I usually say that if you can multiply and add, then you know the very essence of DSP
The rest is just elaborate arrangement of those operations.
Traditional characteristic of DSP processor has been indeed the capability to do efficient MAC operations, one MAC per machine cycle. Of course, to be able to sustain that, it is required in addition of 1-cycle multiplier-adder that next operands can be fetched simultaneously. Another thing is automatic saturation in aritmethic, so small overflows of accumulator cause just small clipping instead of wrapping over to opposite sign extreme (which would be disastrous in control applications). This requirement of operand fetches usually excludes Von Neumann-type architectures with one data and code memory (although there exists some kludges to make simultaneous accesses, like in TI DSP).

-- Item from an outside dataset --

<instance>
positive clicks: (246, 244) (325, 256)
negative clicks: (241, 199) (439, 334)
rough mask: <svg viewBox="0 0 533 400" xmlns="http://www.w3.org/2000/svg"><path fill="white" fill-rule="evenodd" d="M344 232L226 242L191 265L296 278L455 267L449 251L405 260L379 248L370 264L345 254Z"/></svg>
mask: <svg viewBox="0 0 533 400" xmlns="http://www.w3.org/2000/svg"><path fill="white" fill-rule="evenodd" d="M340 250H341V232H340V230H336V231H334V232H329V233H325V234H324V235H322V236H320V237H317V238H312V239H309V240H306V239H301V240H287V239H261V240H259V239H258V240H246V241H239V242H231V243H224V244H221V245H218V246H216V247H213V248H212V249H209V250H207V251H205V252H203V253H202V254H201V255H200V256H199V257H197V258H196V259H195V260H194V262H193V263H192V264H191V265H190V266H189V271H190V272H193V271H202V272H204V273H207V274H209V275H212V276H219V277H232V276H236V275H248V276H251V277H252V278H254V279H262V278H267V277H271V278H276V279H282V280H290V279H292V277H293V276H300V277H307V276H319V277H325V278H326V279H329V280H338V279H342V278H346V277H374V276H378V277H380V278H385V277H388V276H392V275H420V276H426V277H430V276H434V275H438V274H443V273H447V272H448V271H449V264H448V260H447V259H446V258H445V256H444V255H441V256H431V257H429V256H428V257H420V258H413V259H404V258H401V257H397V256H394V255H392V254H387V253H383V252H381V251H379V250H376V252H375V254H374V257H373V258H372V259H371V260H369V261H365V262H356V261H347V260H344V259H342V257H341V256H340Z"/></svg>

The first DSP chip I learned about was the Motorola (Now Freescale) DSP56002, where you could write the following assembly line which I think condenses the very essence of FIR-filter into one instruction:
mac x0, y0, a X:(r0)+,x0 y:(r4)+,y0
That performs quite many simultaneous operations in one machine cycle. First, it multiplies x0 and y0 registers and adds the result to the accumulator a. Second, it pre-fetches x0 and y0 from x and y data memories (yes, there were 3 independent memory spaces, code, X-data and Y-data). Third, it postincrements index registers r0 and r4 after the fetches, while taking care of the modulo (index registers reset back to buffer beginning automagically without separate if()'s). When combined with REP instruction (which repeated following instruction n times without any software loops), this makes very machine cycle efficient code. The whole FIR-filter could be written in, IIRC, 4 assembly instructions (excluding possible initializations). I wonder how you could achieve that in C without resorting to inline assembly. But in the other hand, it usually only makes sense to optimize the most time-intensive partitions of code and program rest in C.
dsPIC actually looks like that it has gotten some ideas from 56k, there are even x and y data spaces
Recently, I have done some experiments with Altera FPGA multipliers (3-way phase linear active crossover), and they make too quite nice platform to do these things, as FPGA is a parallel beast in nature, and many DSP operations parallelize easily.
Another other closely DSP-related area is digital control, especially advanced AC-motor control (like FOC) is very important nowadays to improve energy efficiency of motor drives. I believe that motor control applications is one of the most important application area of the dsPICs.
Regards,
Janne